Direct Deployment workflow ( this currently deploys to all nodes )

This policy is used when you want to release changes that you are making a small change you now will not cause any issues

In Short it says i want to go ahead and promote a change and run it to ALL nodes in a given environment right now!

1. Create all branches before hand that you want
2. Pick a commit to deploy to an environment.
3. cd4pe will go a git reset or git update-ref. no sure which one and push to github.
4. cd4pe then does a code manager deploy so pe essentially checkouts this updated branch
5. cd4pe then calls out to orchestrator to kick of puppet runs on all nodes in this update environment. It's a depoy all!

Temporary Branch Deployment ( reduce your blast radius so the deployment isn't this big bang )

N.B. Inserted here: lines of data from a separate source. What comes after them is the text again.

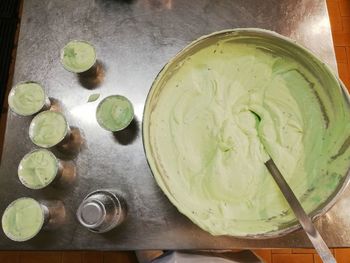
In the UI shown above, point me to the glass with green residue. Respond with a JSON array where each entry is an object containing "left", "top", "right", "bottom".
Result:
[
  {"left": 61, "top": 40, "right": 96, "bottom": 73},
  {"left": 1, "top": 197, "right": 66, "bottom": 242},
  {"left": 18, "top": 149, "right": 75, "bottom": 190},
  {"left": 142, "top": 29, "right": 350, "bottom": 238},
  {"left": 96, "top": 95, "right": 134, "bottom": 132},
  {"left": 8, "top": 81, "right": 51, "bottom": 116}
]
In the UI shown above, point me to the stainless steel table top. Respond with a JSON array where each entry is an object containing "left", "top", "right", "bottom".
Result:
[{"left": 0, "top": 0, "right": 350, "bottom": 250}]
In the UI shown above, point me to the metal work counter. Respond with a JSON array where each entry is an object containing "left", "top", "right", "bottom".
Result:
[{"left": 0, "top": 0, "right": 350, "bottom": 250}]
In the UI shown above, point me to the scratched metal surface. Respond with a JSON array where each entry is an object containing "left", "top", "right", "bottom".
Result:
[{"left": 0, "top": 0, "right": 350, "bottom": 250}]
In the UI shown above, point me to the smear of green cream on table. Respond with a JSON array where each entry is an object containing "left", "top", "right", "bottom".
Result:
[{"left": 88, "top": 93, "right": 100, "bottom": 102}]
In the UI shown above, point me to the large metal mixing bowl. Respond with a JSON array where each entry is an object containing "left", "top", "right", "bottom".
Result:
[{"left": 143, "top": 28, "right": 350, "bottom": 238}]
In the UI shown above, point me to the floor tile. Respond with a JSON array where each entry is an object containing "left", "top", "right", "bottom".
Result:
[
  {"left": 271, "top": 251, "right": 292, "bottom": 254},
  {"left": 272, "top": 254, "right": 314, "bottom": 263},
  {"left": 292, "top": 251, "right": 316, "bottom": 254},
  {"left": 327, "top": 0, "right": 343, "bottom": 32},
  {"left": 103, "top": 251, "right": 137, "bottom": 263},
  {"left": 339, "top": 0, "right": 350, "bottom": 16},
  {"left": 333, "top": 32, "right": 350, "bottom": 46},
  {"left": 0, "top": 251, "right": 19, "bottom": 263},
  {"left": 83, "top": 251, "right": 103, "bottom": 263},
  {"left": 334, "top": 47, "right": 348, "bottom": 64},
  {"left": 19, "top": 251, "right": 62, "bottom": 263},
  {"left": 61, "top": 251, "right": 83, "bottom": 263},
  {"left": 335, "top": 248, "right": 350, "bottom": 263},
  {"left": 253, "top": 249, "right": 272, "bottom": 263},
  {"left": 341, "top": 16, "right": 350, "bottom": 32}
]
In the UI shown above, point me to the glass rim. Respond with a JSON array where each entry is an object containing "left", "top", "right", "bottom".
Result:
[
  {"left": 1, "top": 197, "right": 45, "bottom": 242},
  {"left": 28, "top": 110, "right": 69, "bottom": 148},
  {"left": 17, "top": 148, "right": 59, "bottom": 190}
]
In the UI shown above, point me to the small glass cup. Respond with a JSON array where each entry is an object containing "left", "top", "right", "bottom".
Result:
[
  {"left": 8, "top": 81, "right": 51, "bottom": 116},
  {"left": 96, "top": 95, "right": 134, "bottom": 132},
  {"left": 1, "top": 197, "right": 65, "bottom": 242},
  {"left": 18, "top": 149, "right": 76, "bottom": 189},
  {"left": 77, "top": 189, "right": 127, "bottom": 233},
  {"left": 60, "top": 40, "right": 96, "bottom": 74},
  {"left": 29, "top": 110, "right": 71, "bottom": 148}
]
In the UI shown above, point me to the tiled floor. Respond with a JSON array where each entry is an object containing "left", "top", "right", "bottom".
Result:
[{"left": 0, "top": 0, "right": 350, "bottom": 263}]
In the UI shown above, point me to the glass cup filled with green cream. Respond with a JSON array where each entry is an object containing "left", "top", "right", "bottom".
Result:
[
  {"left": 61, "top": 40, "right": 96, "bottom": 73},
  {"left": 18, "top": 149, "right": 63, "bottom": 189},
  {"left": 29, "top": 111, "right": 70, "bottom": 148},
  {"left": 96, "top": 95, "right": 134, "bottom": 132},
  {"left": 1, "top": 197, "right": 66, "bottom": 242},
  {"left": 8, "top": 81, "right": 50, "bottom": 116},
  {"left": 1, "top": 197, "right": 47, "bottom": 242}
]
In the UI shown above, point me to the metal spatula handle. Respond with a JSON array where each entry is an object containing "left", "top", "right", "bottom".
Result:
[{"left": 265, "top": 159, "right": 337, "bottom": 263}]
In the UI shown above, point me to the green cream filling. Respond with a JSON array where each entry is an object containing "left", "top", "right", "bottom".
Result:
[
  {"left": 145, "top": 40, "right": 350, "bottom": 236},
  {"left": 1, "top": 198, "right": 44, "bottom": 241},
  {"left": 8, "top": 82, "right": 45, "bottom": 116},
  {"left": 29, "top": 111, "right": 68, "bottom": 148},
  {"left": 18, "top": 149, "right": 58, "bottom": 189},
  {"left": 96, "top": 95, "right": 134, "bottom": 131},
  {"left": 61, "top": 41, "right": 96, "bottom": 73}
]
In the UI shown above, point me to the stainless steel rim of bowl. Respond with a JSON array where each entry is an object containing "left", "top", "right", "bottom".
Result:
[{"left": 142, "top": 28, "right": 350, "bottom": 239}]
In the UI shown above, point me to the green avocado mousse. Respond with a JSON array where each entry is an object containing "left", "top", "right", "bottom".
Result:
[
  {"left": 96, "top": 95, "right": 134, "bottom": 132},
  {"left": 142, "top": 29, "right": 350, "bottom": 238},
  {"left": 8, "top": 81, "right": 50, "bottom": 116},
  {"left": 1, "top": 197, "right": 45, "bottom": 242},
  {"left": 18, "top": 149, "right": 59, "bottom": 189},
  {"left": 61, "top": 40, "right": 96, "bottom": 73},
  {"left": 29, "top": 111, "right": 69, "bottom": 148}
]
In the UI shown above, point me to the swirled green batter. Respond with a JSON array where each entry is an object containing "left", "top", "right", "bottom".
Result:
[
  {"left": 1, "top": 197, "right": 44, "bottom": 241},
  {"left": 8, "top": 82, "right": 45, "bottom": 116},
  {"left": 61, "top": 40, "right": 96, "bottom": 73},
  {"left": 96, "top": 95, "right": 134, "bottom": 131},
  {"left": 18, "top": 149, "right": 58, "bottom": 189},
  {"left": 145, "top": 36, "right": 350, "bottom": 236},
  {"left": 29, "top": 111, "right": 68, "bottom": 148}
]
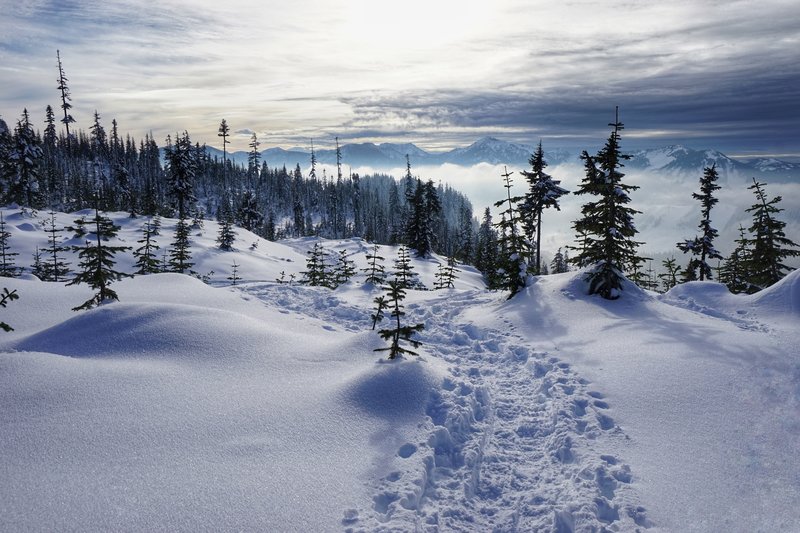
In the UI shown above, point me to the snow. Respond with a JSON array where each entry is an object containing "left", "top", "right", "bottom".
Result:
[{"left": 0, "top": 209, "right": 800, "bottom": 532}]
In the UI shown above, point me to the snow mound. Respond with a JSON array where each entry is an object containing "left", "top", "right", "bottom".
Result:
[
  {"left": 751, "top": 270, "right": 800, "bottom": 316},
  {"left": 14, "top": 303, "right": 288, "bottom": 362},
  {"left": 344, "top": 358, "right": 444, "bottom": 420}
]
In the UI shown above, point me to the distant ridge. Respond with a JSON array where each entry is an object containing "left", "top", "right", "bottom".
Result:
[{"left": 206, "top": 137, "right": 800, "bottom": 182}]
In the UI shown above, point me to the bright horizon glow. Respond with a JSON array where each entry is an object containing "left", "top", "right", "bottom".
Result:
[{"left": 0, "top": 0, "right": 800, "bottom": 156}]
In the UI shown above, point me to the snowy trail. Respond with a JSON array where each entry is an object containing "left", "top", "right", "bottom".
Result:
[{"left": 242, "top": 283, "right": 650, "bottom": 532}]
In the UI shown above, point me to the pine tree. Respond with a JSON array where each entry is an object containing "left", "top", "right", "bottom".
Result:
[
  {"left": 550, "top": 248, "right": 569, "bottom": 274},
  {"left": 370, "top": 296, "right": 389, "bottom": 331},
  {"left": 31, "top": 246, "right": 45, "bottom": 279},
  {"left": 41, "top": 211, "right": 70, "bottom": 282},
  {"left": 658, "top": 257, "right": 680, "bottom": 292},
  {"left": 217, "top": 218, "right": 236, "bottom": 251},
  {"left": 247, "top": 132, "right": 261, "bottom": 180},
  {"left": 217, "top": 118, "right": 231, "bottom": 188},
  {"left": 301, "top": 242, "right": 333, "bottom": 288},
  {"left": 475, "top": 207, "right": 499, "bottom": 289},
  {"left": 494, "top": 165, "right": 531, "bottom": 298},
  {"left": 393, "top": 246, "right": 422, "bottom": 289},
  {"left": 375, "top": 280, "right": 425, "bottom": 359},
  {"left": 67, "top": 208, "right": 132, "bottom": 311},
  {"left": 747, "top": 178, "right": 800, "bottom": 289},
  {"left": 719, "top": 224, "right": 758, "bottom": 294},
  {"left": 133, "top": 220, "right": 161, "bottom": 275},
  {"left": 677, "top": 165, "right": 722, "bottom": 281},
  {"left": 0, "top": 109, "right": 44, "bottom": 208},
  {"left": 165, "top": 218, "right": 194, "bottom": 274},
  {"left": 0, "top": 287, "right": 19, "bottom": 333},
  {"left": 433, "top": 257, "right": 461, "bottom": 290},
  {"left": 363, "top": 244, "right": 386, "bottom": 284},
  {"left": 572, "top": 108, "right": 641, "bottom": 300},
  {"left": 333, "top": 250, "right": 356, "bottom": 286},
  {"left": 56, "top": 50, "right": 75, "bottom": 141},
  {"left": 164, "top": 131, "right": 197, "bottom": 219},
  {"left": 227, "top": 261, "right": 242, "bottom": 286},
  {"left": 519, "top": 141, "right": 569, "bottom": 274},
  {"left": 0, "top": 211, "right": 22, "bottom": 278}
]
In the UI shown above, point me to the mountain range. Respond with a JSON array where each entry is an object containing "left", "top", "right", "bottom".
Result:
[{"left": 206, "top": 137, "right": 800, "bottom": 181}]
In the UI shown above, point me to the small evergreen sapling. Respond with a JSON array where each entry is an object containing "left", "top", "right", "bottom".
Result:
[
  {"left": 133, "top": 217, "right": 161, "bottom": 275},
  {"left": 31, "top": 246, "right": 44, "bottom": 279},
  {"left": 363, "top": 244, "right": 386, "bottom": 286},
  {"left": 165, "top": 218, "right": 194, "bottom": 274},
  {"left": 658, "top": 257, "right": 680, "bottom": 292},
  {"left": 0, "top": 211, "right": 22, "bottom": 278},
  {"left": 719, "top": 224, "right": 758, "bottom": 294},
  {"left": 301, "top": 242, "right": 333, "bottom": 288},
  {"left": 0, "top": 287, "right": 19, "bottom": 333},
  {"left": 67, "top": 208, "right": 132, "bottom": 311},
  {"left": 371, "top": 295, "right": 389, "bottom": 331},
  {"left": 433, "top": 257, "right": 461, "bottom": 290},
  {"left": 375, "top": 280, "right": 425, "bottom": 359},
  {"left": 227, "top": 261, "right": 242, "bottom": 286},
  {"left": 217, "top": 218, "right": 236, "bottom": 251},
  {"left": 41, "top": 211, "right": 70, "bottom": 281},
  {"left": 333, "top": 250, "right": 356, "bottom": 287},
  {"left": 394, "top": 246, "right": 422, "bottom": 289}
]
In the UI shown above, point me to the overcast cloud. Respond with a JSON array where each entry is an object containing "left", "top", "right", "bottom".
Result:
[{"left": 0, "top": 0, "right": 800, "bottom": 156}]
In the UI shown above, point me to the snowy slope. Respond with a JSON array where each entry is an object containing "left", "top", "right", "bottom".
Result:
[{"left": 0, "top": 206, "right": 800, "bottom": 532}]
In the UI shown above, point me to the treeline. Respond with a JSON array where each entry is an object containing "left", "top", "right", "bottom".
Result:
[
  {"left": 0, "top": 106, "right": 477, "bottom": 262},
  {"left": 475, "top": 110, "right": 800, "bottom": 299}
]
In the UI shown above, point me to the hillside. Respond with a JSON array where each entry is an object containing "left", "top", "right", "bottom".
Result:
[{"left": 0, "top": 210, "right": 800, "bottom": 532}]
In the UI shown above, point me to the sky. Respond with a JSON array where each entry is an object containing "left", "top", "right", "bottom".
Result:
[{"left": 0, "top": 0, "right": 800, "bottom": 160}]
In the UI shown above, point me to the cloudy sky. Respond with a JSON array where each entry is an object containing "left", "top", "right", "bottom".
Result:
[{"left": 0, "top": 0, "right": 800, "bottom": 158}]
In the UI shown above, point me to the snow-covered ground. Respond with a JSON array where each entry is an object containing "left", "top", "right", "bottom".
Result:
[{"left": 0, "top": 209, "right": 800, "bottom": 532}]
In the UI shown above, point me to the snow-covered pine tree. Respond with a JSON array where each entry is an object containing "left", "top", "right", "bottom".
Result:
[
  {"left": 746, "top": 178, "right": 800, "bottom": 290},
  {"left": 433, "top": 256, "right": 461, "bottom": 290},
  {"left": 519, "top": 141, "right": 569, "bottom": 275},
  {"left": 133, "top": 220, "right": 161, "bottom": 275},
  {"left": 164, "top": 131, "right": 197, "bottom": 219},
  {"left": 217, "top": 218, "right": 236, "bottom": 251},
  {"left": 475, "top": 207, "right": 499, "bottom": 289},
  {"left": 165, "top": 218, "right": 194, "bottom": 274},
  {"left": 236, "top": 190, "right": 264, "bottom": 231},
  {"left": 658, "top": 257, "right": 680, "bottom": 292},
  {"left": 67, "top": 208, "right": 132, "bottom": 311},
  {"left": 370, "top": 295, "right": 389, "bottom": 331},
  {"left": 300, "top": 242, "right": 333, "bottom": 288},
  {"left": 226, "top": 261, "right": 242, "bottom": 286},
  {"left": 0, "top": 287, "right": 19, "bottom": 333},
  {"left": 406, "top": 179, "right": 442, "bottom": 257},
  {"left": 31, "top": 246, "right": 44, "bottom": 279},
  {"left": 677, "top": 164, "right": 722, "bottom": 281},
  {"left": 41, "top": 211, "right": 70, "bottom": 282},
  {"left": 0, "top": 211, "right": 22, "bottom": 278},
  {"left": 719, "top": 224, "right": 758, "bottom": 294},
  {"left": 571, "top": 110, "right": 641, "bottom": 300},
  {"left": 0, "top": 109, "right": 44, "bottom": 208},
  {"left": 56, "top": 50, "right": 75, "bottom": 141},
  {"left": 375, "top": 280, "right": 425, "bottom": 359},
  {"left": 217, "top": 118, "right": 231, "bottom": 189},
  {"left": 494, "top": 169, "right": 531, "bottom": 298},
  {"left": 362, "top": 244, "right": 386, "bottom": 286},
  {"left": 333, "top": 250, "right": 356, "bottom": 287},
  {"left": 393, "top": 246, "right": 422, "bottom": 289},
  {"left": 550, "top": 248, "right": 569, "bottom": 274}
]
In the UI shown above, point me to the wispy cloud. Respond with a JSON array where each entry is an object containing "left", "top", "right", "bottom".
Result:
[{"left": 0, "top": 0, "right": 800, "bottom": 153}]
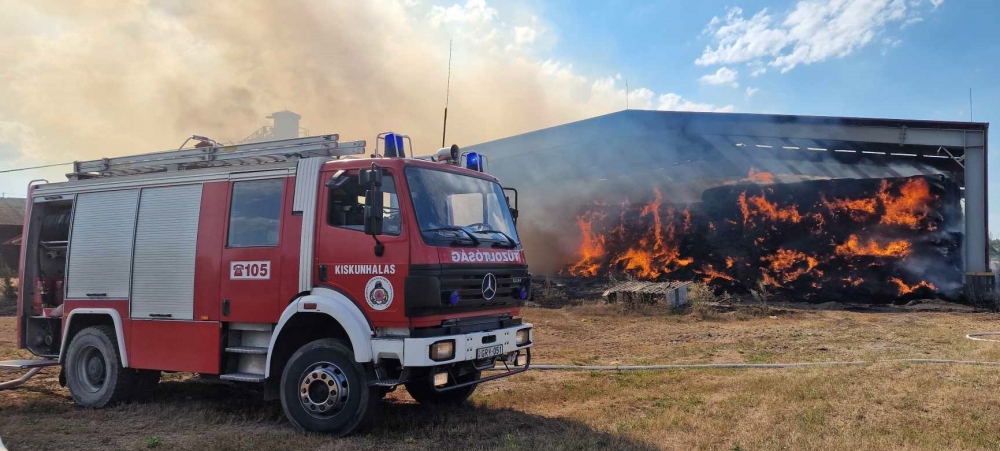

It's the same as direct deployment in that you are promoting a change to an entire environment except instead of updating the branch that represent the target environment you want to deploy the change to. it creates a new git branch creating a new environment for this deployment ( production_cdpe_102 ). It will then createa child environment group of the target environment and assign this environment to it add all the nodes in the target environment. What does this give you that you don't get in the "Direct Deployment"? You don't get rolling deployments to slowly roll out a new change. For Example deploy to 2 nodes at a time

1. Create all branch beforehand that you want
2. Pick a commit to deploy to an environment
3. Pick how you want to do a rolling deployment:
   • Deploy to 2 nodes at a time
4. cd4pe will create a new branch off your target environment ( production_cdpe_102 ) and will git reset or git update-ref the commit you want to deploy to this environment
5. cd4pe then does a code manager deploy so pe essentially checkouts this updated branch
6. cd4pe will create a child environment group for production_cdpe_102 and pin 2 nodes to it.
7. cd4pe will trigger an orchestration job on these 2 nodes
8. cd4pe will grab 2 more nodes and so on and so on.
9. cd4pe will delete the temp branch and the temp environment group once all nodes have been applied the change
10. cd4pe will then update the target branch to the commit you jsut deployed

If you configure it to abort the deployment if any nodes have failures with this policy it will cleanup the branch and node group and never advance the target branch on the commit that didnt work unlike direct deployment policy

NOTE: As soon as you pick "temp branch policy" you get a new option you can configured to stagger the rolling deployment because well that is what this is! Its mandatory and examples are below

Stagger Settings: Deploy 10 nodes at a time with a 60 second delay

Production Environment - production - Production Environment Rolling Deployment 22 - production_cd4pe_22

Incremental Branch Deployment

This works almost identical to the temp branch policy except the temp branches hang around forever for history purposes if you need them. The idea here is you can go back and look at git to see deployment history in git.

Same as above except instead of deleting the branch it leaves it around and points your target environment to this incremental branch! the target branch is no longer being used and is kind of just there for history!

NOTE: You still get the SAME settings as temp branch deployment. The stagger settings so this is still a rolling deployment

Blue Green Deployment

Its similiar to incremetnal branch in that it creates 2 branches blue and green and only maintains and keeps 2 and they constantly move. The idea here is that as you do deployments you always have a safe version of code available and you can revert to it easily without having all the branches in git like the incremental branch strategy

1. Same as temp branch deployment. it creates a child group for blue or green. once it all passes it deletes the temp group and assigns a new environment to the target environment and makes it blue or green respectively

NOTE: This one is also a rolling deployment!